Editor: You've alluded to one of the difficult things about the evaluation process - assessing individual performance. How do you do this in a way that is not divisive?

Halchak: That can be difficult. Again, it is generally wise to have evaluation guidelines approved by the board, well before the first evaluation is conducted and reflected in the board's and appropriate committee's charters. An evaluation based upon prior agreed upon standards will be more widely accepted by the board than one based upon criteria developed at the same time the evaluation is developed. Next, consider whether the results of individual evaluations should be reviewed by less than the full committee, for example, the committee chair and the board chair. Individual evaluations are often more effective and anonymity preserved if results are considered and discussed by a limited number of board members so long as the results are also discussed with, and recommended action approved by, the board.

Editor: In talking about sensitive information, how do you go about protecting it from plaintiffs' lawyers looking for opportunities?

Halchak: If boards are to be encouraged to conduct evaluations, identify problems and take action to remedy the problems identified, it is essential that the evaluations and remedial actions themselves do not create adverse consequences. This is an evolving and important area of the law. Where there are any concerns regarding potential adverse consequences, counsel should be consulted prior to developing and implementing an evaluation process.

Editor: Usually the only member of senior management who is also a member of the board is the CEO. Where do you draw the line between management and the board in meeting their respective responsibilities?

Halchak: There should be no hard and fast rules here. Clearly, management has a responsibility to keep the board fully informed - and the CEO and the CFO are key to this process. The board has the responsibility to act on matters that come before it based upon the information provided to it, management's reports, and any other information or counseling requested. The idea, however, that the board's responsibility is limited to strategy and "tree-top" oversight is clearly out of place in today's business environment. Lines are blurred and responsibilities overlap. Indeed, in a crisis situation, the board or one or more of its members are often called upon to assume interim operational responsibility. Complete and accurate disclosure of information by management and full discussion of issues and candor with the board are essential to a company's success and often, survival.

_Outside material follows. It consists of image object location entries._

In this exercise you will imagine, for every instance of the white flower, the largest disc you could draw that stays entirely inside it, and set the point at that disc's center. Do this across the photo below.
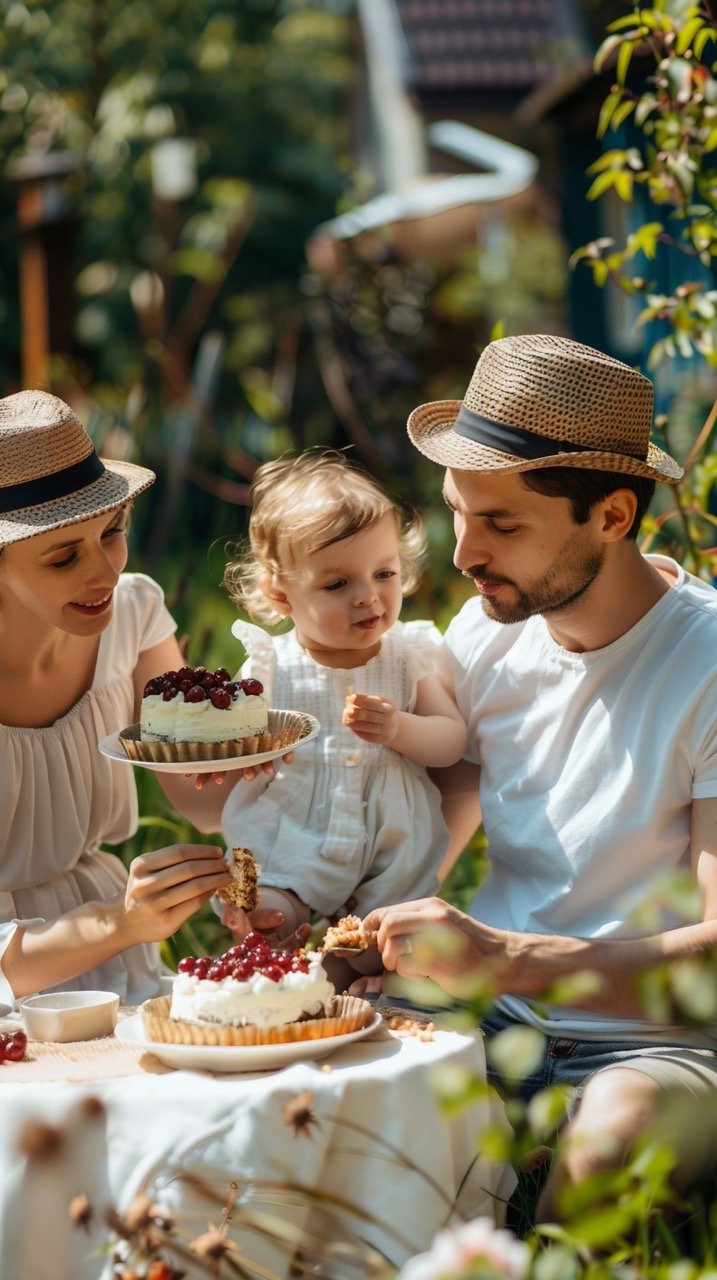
(453, 1253)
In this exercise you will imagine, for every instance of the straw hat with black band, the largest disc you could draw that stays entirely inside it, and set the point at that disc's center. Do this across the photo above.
(543, 401)
(50, 474)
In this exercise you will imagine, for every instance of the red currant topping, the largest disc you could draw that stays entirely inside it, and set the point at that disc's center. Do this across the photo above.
(196, 694)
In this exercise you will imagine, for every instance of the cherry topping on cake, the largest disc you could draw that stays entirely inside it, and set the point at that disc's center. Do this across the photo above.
(197, 684)
(196, 694)
(242, 961)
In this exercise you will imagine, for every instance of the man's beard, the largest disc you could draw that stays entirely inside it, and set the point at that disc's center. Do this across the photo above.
(556, 592)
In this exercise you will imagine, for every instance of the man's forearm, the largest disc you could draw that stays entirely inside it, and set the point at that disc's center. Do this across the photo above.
(535, 963)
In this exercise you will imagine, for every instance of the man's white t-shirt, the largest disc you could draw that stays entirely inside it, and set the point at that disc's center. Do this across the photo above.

Editor: Many commentators have wondered whether form is trumping substance in terms of a governing board's responsibility. The board remains responsible for corporate strategy and continues to have a supervisory role over operations. In the current climate, however, the emphasis on deliberation and process appears to limit the time available for substance. Is this a fair comment?

Halchak: There is no doubt that many companies have spent a great deal of time and money responding to the requirements of Sarbanes-Oxley, SEC regulations and pronouncements and the SRO's listing standards. But why has this happened? Companies' disclosures to the public and other stakeholders were intentionally delayed, contained significant inaccuracies and were often misleading and failed to disclose properly, or disclose at all, many transactions or other significant events. The processes in place to ensure accuracy, completeness and transparency were fatally deficient.

Sarbanes-Oxley obligates officers and directors to be responsible and accountable, and imposes stiff penalties for failure to comply. Governing boards should have a clear understanding of their responsibilities, audit committees should consist of people with the requisite expertise and independence, and management should be responsible and accountable for the information it discloses about the company and its finances. Companies must establish a culture of integrity and transparency, and their governance principles must support and sustain this culture.